I felt scared listening to Roseland’s story. Scared and sad and angry, but I understood now why we couldn’t just catch this man.

“Did you tell your mom what happened?” Angel asked.

“No. I didn’t say anything.”

“Why?” She asked.

“I don’t know. I was scared like if I said anything he would know where we were or he would come after us.”

“Did you tell your brother?” Wendy asked.

“No. I was afraid. I thought he would know how terrible I was that I wouldn’t have saved him.”

“I would be so afraid to go outside and play ever again.” Said Wendy. “I think I am now.”

“I was.” Said Roseland. “I stopped going to the river with Malcom. and I was terrified every time he would go.” She sighed. “I wouldn’t even go to the river with him on his last day here.

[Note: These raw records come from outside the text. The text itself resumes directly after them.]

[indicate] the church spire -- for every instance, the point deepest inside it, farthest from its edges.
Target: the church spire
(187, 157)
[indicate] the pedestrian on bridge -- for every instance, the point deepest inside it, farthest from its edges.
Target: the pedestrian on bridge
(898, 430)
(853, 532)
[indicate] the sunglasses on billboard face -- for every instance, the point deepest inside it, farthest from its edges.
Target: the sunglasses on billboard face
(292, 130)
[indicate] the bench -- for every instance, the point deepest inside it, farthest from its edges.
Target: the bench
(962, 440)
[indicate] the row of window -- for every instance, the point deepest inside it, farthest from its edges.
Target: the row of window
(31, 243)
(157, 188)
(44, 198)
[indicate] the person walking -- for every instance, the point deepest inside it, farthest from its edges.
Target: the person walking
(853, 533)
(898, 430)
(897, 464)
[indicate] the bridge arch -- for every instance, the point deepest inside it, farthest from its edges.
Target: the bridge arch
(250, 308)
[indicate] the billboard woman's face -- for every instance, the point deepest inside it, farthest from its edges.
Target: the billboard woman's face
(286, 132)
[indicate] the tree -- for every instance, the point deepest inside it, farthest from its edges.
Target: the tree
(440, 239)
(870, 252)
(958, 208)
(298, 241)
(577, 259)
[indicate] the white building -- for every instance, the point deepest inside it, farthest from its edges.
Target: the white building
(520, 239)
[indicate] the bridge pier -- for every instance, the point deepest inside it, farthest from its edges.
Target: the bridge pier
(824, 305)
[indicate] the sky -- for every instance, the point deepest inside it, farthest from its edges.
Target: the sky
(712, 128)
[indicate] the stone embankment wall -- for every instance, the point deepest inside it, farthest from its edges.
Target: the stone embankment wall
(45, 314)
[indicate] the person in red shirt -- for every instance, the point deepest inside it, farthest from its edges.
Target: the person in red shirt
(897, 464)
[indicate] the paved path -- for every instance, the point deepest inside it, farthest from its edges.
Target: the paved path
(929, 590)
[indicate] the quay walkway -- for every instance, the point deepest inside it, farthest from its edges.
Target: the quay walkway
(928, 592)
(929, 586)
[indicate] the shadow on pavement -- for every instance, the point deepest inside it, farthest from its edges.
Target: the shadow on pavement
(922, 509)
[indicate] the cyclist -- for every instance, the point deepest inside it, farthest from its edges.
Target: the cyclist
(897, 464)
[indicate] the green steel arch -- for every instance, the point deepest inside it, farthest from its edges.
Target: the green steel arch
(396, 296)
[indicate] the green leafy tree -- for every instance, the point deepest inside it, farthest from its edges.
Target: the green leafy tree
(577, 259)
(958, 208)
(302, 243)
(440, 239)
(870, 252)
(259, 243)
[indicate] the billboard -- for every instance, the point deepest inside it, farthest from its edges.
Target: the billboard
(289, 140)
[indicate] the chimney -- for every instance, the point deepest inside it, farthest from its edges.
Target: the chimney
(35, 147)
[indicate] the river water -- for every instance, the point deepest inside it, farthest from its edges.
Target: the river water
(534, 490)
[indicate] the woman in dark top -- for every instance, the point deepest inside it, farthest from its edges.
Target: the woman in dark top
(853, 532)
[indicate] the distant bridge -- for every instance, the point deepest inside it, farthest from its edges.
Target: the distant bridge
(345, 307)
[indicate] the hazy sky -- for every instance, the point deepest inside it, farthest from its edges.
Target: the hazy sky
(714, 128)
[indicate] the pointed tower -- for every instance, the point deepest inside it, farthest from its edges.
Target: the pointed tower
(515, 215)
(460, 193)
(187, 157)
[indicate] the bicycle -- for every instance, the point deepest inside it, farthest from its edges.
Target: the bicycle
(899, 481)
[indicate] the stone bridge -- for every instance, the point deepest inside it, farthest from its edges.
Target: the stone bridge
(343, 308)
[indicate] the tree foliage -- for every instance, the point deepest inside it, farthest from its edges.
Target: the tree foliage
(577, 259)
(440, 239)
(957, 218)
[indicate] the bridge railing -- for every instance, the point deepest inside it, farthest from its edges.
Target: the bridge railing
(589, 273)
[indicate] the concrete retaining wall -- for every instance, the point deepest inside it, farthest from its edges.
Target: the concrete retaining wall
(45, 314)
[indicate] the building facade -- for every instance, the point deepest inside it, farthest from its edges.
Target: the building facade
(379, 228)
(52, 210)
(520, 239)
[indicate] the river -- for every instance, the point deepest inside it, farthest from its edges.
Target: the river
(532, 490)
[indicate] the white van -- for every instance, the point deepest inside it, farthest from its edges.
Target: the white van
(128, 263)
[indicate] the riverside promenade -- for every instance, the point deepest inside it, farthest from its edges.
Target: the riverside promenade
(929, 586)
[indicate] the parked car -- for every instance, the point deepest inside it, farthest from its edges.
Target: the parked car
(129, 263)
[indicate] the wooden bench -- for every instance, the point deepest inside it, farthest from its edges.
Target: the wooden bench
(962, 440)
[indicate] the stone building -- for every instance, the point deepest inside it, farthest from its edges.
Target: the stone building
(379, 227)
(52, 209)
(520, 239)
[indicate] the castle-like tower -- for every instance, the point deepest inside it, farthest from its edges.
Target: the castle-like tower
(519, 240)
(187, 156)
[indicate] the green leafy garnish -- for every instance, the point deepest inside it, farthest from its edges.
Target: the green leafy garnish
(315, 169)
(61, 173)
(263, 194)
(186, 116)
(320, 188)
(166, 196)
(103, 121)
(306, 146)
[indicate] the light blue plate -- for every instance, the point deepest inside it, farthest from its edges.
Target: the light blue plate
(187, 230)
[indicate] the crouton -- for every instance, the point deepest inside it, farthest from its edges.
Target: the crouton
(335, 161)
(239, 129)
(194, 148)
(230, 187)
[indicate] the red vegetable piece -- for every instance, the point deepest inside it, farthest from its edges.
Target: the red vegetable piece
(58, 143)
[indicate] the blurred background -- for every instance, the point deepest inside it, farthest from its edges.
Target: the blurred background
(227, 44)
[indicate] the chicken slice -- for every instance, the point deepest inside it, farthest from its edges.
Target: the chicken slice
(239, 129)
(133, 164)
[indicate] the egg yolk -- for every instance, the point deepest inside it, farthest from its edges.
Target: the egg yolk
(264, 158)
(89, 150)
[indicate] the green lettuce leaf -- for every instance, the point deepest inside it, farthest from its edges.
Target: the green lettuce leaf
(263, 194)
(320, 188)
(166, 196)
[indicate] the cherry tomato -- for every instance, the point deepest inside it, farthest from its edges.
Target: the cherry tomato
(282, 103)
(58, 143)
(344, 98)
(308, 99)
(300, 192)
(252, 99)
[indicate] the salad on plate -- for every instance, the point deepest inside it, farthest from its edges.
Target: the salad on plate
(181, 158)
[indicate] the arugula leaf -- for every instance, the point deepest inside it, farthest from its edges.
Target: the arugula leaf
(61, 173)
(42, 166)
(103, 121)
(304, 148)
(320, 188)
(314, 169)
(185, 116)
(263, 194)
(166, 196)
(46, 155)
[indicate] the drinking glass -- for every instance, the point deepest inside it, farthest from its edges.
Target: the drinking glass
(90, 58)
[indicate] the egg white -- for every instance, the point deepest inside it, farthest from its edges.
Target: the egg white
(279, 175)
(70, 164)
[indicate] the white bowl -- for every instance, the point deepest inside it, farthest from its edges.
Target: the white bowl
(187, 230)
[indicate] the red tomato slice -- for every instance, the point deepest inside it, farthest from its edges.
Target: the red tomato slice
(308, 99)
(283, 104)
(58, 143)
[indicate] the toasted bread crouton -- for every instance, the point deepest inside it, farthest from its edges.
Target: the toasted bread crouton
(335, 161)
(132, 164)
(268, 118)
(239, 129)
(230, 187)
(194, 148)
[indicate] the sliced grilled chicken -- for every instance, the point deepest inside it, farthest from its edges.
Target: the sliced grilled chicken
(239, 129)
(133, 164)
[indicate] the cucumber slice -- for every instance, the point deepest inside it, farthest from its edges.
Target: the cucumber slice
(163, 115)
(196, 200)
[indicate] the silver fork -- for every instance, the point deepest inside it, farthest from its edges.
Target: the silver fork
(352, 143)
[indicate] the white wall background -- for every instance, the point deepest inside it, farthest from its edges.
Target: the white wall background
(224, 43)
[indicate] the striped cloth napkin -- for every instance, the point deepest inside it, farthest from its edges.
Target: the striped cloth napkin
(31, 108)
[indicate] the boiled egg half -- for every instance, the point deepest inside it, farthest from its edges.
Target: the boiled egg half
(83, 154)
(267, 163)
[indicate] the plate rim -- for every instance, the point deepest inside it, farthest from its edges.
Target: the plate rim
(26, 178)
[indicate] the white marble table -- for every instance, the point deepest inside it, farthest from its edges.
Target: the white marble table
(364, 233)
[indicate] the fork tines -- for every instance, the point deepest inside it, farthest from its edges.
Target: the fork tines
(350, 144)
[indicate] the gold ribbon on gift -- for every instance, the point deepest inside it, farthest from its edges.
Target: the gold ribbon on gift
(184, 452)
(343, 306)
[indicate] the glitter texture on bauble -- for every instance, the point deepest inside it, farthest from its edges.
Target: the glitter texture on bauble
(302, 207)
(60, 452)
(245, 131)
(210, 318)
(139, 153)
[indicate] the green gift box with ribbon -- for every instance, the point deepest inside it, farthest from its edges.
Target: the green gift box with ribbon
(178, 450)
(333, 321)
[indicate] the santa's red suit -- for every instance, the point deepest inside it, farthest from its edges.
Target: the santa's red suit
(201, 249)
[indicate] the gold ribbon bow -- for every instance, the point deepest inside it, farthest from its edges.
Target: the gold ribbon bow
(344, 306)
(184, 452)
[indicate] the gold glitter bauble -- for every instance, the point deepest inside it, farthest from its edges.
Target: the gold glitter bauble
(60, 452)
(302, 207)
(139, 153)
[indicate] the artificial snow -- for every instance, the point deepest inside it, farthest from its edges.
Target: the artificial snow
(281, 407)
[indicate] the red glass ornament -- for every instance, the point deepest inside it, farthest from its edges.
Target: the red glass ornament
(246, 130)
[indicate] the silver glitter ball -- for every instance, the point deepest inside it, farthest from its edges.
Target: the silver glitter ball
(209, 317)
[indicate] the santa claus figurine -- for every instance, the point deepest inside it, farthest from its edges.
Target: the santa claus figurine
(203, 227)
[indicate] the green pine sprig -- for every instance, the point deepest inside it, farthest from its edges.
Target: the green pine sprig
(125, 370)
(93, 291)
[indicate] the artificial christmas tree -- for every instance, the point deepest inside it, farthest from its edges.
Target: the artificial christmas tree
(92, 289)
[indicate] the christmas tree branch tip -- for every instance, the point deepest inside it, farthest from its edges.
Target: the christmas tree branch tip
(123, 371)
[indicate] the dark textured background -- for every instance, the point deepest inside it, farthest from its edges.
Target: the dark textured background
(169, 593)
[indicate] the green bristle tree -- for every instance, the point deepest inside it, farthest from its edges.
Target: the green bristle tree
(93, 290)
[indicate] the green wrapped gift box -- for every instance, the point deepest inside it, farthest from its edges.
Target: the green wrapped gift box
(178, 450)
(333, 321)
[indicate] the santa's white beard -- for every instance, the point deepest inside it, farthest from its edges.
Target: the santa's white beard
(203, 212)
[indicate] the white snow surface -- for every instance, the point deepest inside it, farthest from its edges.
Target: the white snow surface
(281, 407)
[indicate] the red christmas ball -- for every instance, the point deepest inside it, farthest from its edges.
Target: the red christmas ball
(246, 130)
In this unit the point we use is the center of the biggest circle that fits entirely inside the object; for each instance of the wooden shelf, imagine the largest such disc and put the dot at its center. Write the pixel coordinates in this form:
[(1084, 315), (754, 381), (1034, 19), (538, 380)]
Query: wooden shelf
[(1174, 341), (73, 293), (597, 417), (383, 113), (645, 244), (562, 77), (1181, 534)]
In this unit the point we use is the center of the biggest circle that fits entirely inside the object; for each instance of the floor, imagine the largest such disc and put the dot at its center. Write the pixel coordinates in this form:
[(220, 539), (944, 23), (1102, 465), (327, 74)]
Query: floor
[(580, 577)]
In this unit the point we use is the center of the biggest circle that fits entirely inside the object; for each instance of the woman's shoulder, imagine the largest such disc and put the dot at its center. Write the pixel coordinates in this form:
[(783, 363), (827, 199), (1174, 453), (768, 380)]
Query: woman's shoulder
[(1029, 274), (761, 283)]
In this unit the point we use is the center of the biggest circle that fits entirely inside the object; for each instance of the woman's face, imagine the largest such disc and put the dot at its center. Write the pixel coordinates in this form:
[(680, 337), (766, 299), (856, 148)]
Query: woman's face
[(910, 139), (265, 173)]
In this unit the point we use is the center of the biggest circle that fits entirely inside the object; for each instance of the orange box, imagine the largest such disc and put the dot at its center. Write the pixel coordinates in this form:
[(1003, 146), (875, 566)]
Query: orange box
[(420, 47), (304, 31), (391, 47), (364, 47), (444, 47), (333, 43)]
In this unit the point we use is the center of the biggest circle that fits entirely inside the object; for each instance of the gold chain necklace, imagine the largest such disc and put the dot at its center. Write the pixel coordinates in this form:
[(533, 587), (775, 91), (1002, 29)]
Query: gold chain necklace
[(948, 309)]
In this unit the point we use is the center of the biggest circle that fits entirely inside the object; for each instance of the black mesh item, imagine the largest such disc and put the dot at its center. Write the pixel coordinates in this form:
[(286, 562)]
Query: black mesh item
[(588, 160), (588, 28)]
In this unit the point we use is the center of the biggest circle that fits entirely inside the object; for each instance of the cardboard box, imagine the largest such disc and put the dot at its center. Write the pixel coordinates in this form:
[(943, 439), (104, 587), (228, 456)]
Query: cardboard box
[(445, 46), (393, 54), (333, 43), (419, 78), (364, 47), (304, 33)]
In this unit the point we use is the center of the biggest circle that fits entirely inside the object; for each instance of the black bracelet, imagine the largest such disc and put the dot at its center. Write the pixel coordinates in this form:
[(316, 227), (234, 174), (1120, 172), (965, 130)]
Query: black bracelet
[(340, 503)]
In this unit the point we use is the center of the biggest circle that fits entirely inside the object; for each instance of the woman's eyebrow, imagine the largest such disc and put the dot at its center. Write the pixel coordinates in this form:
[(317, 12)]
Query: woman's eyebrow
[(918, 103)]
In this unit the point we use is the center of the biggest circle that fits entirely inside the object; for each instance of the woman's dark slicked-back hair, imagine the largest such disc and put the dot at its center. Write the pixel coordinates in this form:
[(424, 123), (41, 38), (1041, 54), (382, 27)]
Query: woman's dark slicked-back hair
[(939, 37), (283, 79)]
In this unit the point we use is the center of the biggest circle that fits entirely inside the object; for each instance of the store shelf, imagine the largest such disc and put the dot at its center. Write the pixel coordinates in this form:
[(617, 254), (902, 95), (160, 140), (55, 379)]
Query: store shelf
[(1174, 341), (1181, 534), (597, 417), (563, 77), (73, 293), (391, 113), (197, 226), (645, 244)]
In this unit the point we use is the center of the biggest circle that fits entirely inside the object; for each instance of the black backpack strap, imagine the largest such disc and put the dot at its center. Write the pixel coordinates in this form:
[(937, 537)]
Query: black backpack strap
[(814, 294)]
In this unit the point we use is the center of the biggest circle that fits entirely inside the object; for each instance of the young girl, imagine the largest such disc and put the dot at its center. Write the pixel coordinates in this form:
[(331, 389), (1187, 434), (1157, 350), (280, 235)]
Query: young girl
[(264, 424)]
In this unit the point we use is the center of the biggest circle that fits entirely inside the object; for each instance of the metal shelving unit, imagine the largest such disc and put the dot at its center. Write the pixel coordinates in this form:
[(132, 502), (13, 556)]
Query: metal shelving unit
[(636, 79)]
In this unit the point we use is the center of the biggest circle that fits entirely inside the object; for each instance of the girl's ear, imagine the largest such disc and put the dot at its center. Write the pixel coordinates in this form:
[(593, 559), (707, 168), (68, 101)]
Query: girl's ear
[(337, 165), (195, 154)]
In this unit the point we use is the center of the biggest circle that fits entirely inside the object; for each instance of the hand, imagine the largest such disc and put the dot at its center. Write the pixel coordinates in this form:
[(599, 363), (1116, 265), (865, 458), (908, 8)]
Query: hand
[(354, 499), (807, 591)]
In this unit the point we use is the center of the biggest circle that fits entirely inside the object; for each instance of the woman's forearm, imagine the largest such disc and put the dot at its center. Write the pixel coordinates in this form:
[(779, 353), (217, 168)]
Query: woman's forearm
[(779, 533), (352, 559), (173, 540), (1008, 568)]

That man ruined the magic spot.”

“How do you even walk to school without being scared?” I asked.

“Well I was really scared at first and I would always take the bus, but then after I heard about that girl getting followed by the man in the red car I figured that he stayed on the same street.”

“What do you mean?” I asked.

“Well, that girl lived on Pearson. And we were walking up Person almost everyday to get to the river. I think that’s where he hunts. He must have seen my brother and I on that street and thought maybe we lived there.”

“Pearson is the main street that goes from Ridgeview into Greely that takes you to I-5 and it also goes up to Magalia and up into the Pines.” I said. “He might not even live here and that’s why people haven’t seen the car around.”

“I can’t believe those old people wouldn’t help you.” Wendy said her voice almost shaking like she was about to cry. “And they called you all those bad names and sprayed you with water. How could they do that? You’re just a kid.”

“Huh, and that man is supposed to be a man of God. How horrible.” Angel said.

“I hate him.” Roseland said, and you could tell she was starting to cry. “I hate him more than the man in the red car. I hate him.”

I put my arms around her and hugged her. “I hate him too Roseland.” And I did I really hated that man and his wife. “As long as you are here and we are friends I wont let anyone treat you like that again.”

“Neither will I.” I heard Angel say and I felt her arms go around Roseland and I.

“I wont let that happen either.” Said Wendy. “And I’d hug you too but I’m already being hugged and I can’t move my arms.

Wendy’s voice sounded a little breathless like she was being smothered and this made all of us laugh and we let her and Roseland go.

Roseland’s story had exhausted all of us and we all began to drift off to sleep. In the middle of the night I woke up because I felt cramped and hot from the other girls so I crawled out of bed and went onto the floor and climbed into my sleeping bag. I listened to the sound of the others breathing and to the crickets chirping outside. I thought about the movie we had watched that evening. We were like those boys. Wendy was like Vern dumb but sweet, and she was also a little bit like Teddy Lachance with a horrible mother that once burnt her back with a curling iron because Wendy forgot to shut the front door. She still had the scar. Roseland was a little like Chris Chambers how she knew what was right and wrong. And Maybe Angel as much as I didn’t want to admit it was also a little like Chris Chambers a kid from a bad family with a bad reputation and no future. It wasn’t easy to place which of the girls would be one of those boys if our life was a boy movie, but there was no denying that I was Gordy. Just like Gordy my older brother died and I became the invisible kid. I became so invisible that my mother forgot she had me and she ate all those pills the doctor gave her and my dad… my dad hates me, why else would he leave. We needed to do something great something special just like those boys something that would show people that we were strong and brave just like those boys we needed it. What could we do that would make us heroes? We had to do something. Then I got an idea. Maybe it wouldn’t make us heroes, but it would give us revenge.